Por séculos, o povo Bajau, também conhecido como “nômades do mar”, habitou as águas cristalinas entre a Indonésia, Malásia e Filipinas, sobrevivendo por meio da pesca em profundidades surpreendentes. Capazes de mergulhar até 60 metros e permanecer submersos por mais de 13 minutos, os Bajaus desenvolveram habilidades extraordinárias que lhes permitiam capturar peixes e polvos, sustentando sua vida nômade. No entanto, as mudanças climáticas e a pesca excessiva estão forçando essa comunidade a deixar o mar e adotar uma nova forma de subsistência em terra firme.
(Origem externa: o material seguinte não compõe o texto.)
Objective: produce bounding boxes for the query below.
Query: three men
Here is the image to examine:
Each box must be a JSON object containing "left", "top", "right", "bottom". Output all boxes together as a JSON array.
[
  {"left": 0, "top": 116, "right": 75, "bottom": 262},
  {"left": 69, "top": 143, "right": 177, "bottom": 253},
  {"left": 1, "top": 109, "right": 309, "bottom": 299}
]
A vida tradicional dos Bajaus
Desde a infância, os Bajaus aprendem a mergulhar sem o auxílio de equipamentos sofisticados, em profundidades que variam de 10 a 15 metros. Suas habilidades são tão impressionantes que estudos sugerem que uma possível mutação genética permitiu o aumento do tamanho de seus baços, permitindo que armazenem mais oxigênio no sangue e suportem longos períodos submersos. Tradicionalmente, eles capturavam peixes, polvos e outros frutos do mar, vendendo-os por valores consideráveis, que podiam chegar a 500 mil rúpias (aproximadamente R$ 172) por peça.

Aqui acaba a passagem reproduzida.